I am pleased to see that Brent Stafford, shill for the Postmedia Group and Resource Works and their unqualified support for Woodfibre LNG, has chosen to respond in the social media to articles of mine written in this publication.
Stafford defends the notion that you can interview with one interviewer then have that interview voiced over by different interviewer and published as if the result was fair, ethical and accurate. He could not have made my point better than by producing the interview by a male and then showing it re-done by the very attractive Meena Mann, whom the subject, Dr. Michael Hightower – a globally-recognized expert on LNG tanker safety – had never heard of.
It must be noted that the viewer is not told about this switch and has every reason to believe that the interview was done in person throughout by Ms. Mann.
This isn’t doctoring an interview?
Stafford believes that this is good journalism – I am in no position to argue the moral precepts of modern journalism but say that it is a highly deceptive practice and done deliberately. I invite you to listen to both interviews and consider the inflection in the voice from Ms.Mann and her body language, including nodding, smiles and so on.
This is not what Dr. Hightower heard when he was being interviewed and lest you think that is minor, consider how much the inflection in the voice and the body language matters in normal social intercourse. Anyone who has pled cases in the courts knows how many ways you can ask a question and how many ways you can look, gesticulate, and visually work with words as you do, and the difference that can make even though the words are precisely the same.
If this were not so, why wouldn’t Resource Works and Mr. Stafford use the male interviewer, his face, and his gesticulations? Without seeing the guy, I think we can assume that he is not as nice looking as Ms. Mann nor as charming and pleasant to watch. Surely that’s done in order to make the interview itself more convincing and watchable.
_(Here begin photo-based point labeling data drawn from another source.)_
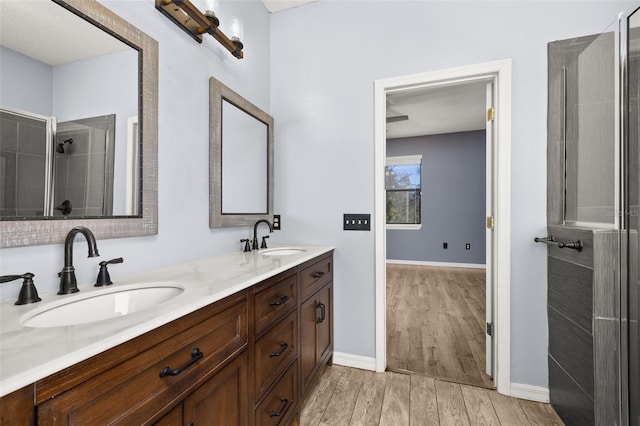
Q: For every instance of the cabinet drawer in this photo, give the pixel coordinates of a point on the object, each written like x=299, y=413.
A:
x=281, y=401
x=135, y=390
x=274, y=302
x=274, y=352
x=314, y=276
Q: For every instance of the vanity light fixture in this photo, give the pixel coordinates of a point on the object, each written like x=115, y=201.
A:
x=188, y=17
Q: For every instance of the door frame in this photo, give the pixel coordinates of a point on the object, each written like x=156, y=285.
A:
x=500, y=72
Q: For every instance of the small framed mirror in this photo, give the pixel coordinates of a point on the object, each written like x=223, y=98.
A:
x=241, y=160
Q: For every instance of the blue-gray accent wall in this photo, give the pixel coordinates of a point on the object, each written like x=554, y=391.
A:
x=453, y=199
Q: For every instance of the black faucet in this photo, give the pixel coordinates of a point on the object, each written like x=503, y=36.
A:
x=254, y=244
x=67, y=276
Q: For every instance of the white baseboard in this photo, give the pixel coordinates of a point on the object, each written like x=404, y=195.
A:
x=530, y=392
x=447, y=264
x=355, y=361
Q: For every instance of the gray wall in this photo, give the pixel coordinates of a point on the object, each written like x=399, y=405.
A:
x=453, y=199
x=25, y=83
x=323, y=101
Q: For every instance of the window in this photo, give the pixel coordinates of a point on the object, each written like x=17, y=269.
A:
x=403, y=185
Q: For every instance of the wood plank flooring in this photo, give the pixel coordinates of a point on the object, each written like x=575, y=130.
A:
x=348, y=396
x=435, y=322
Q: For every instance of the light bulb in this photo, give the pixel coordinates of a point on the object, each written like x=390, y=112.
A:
x=237, y=29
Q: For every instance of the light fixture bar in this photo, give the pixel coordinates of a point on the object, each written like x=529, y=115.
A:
x=184, y=14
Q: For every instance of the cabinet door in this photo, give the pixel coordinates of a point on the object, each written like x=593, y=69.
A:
x=324, y=325
x=309, y=315
x=17, y=408
x=222, y=400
It was this practice I condemned by article here and do so again now. It is a shabby deceptive practice intended to deceive and, rather than alleviate that conclusion, Stafford emphasizes and enforces it.
What is interesting are the recommended distances that LNG tankers must maintain from shore according to Dr. Hightower and his Sandia Laboratories. The on-the-water research of Commander Roger Sweeny, RCN, Ret. and the academic work of Dr. Eoin Finn is anathema to Woodfibre LNG and its shady owners.
There’s a reason that Stafford and his clients and partners, Resource Works and Postmedia, avoid this question like it was Ebola. The Sandia recommendations, as you might imagine, are most unhelpful to Woodfibre LNG. In fact, they have spent the time since this was exposed in The Common Sense Canadian, to remain studiously silent on the subject.
Speaking of Dr. Finn – a Howe Sound resident, retired KPMG partner and chemistry PhD – Stafford did a number on him that made me feel ill. It looked like an interview but was anything but. Stafford displayed Dr. Finn making a number of statements elsewhere at different times as if he knew he was in a debate with Captain Stephen Brown, spokesman for the LNG tanker industry. Captain Brown then gave his lengthy industry-biased replies. Needless to say, it would have spoiled everything if Stafford had given Dr. Finn a chance to respond.
In response to a series of tweets Stafford has levelled at me, I have raised this pseudo-interview but in spite my urging that he come clean, he won’t deal with this.
I have repeatedly asked him to explain how a newspaper chain Postmedia (which publishes his video blog) can take an official partnership position on one side of a very public issue when basic journalism ethics require that they remain neutral? How can they pretend to present fair coverage of the LNG and the Woodfibre application issue to the public when they are financially involved supporting them? Stafford refuses to answer.
I’ve asked him about his playacting as a journalist in his gig with the Province and he replies that since he explains what he’s doing its quite OK to fake evenhanded journalism.
I allege no lawbreaking – only misleading make-believe journalism. I can only imagine what Jack Webster, the toughest but always fair journalist, would say if he were alive.
Let me end this part of my response to Stafford by saying that any legitimate enterprise, which is telling the truth about what it intends to do and the consequences, doesn’t need to resort to deceptive practices and glib pseudo journalism to make their case. Furthermore, legitimate enterprises are prepared to meet the questions and criticisms raised and to do so honestly and forthrightly.
My recommendation is that if you want to hear the results of Woodfibre LNG’s propaganda machine, totally unaffected by the truth, that the place to go is Resource Works, the Postmedia Press and Mr. Stafford.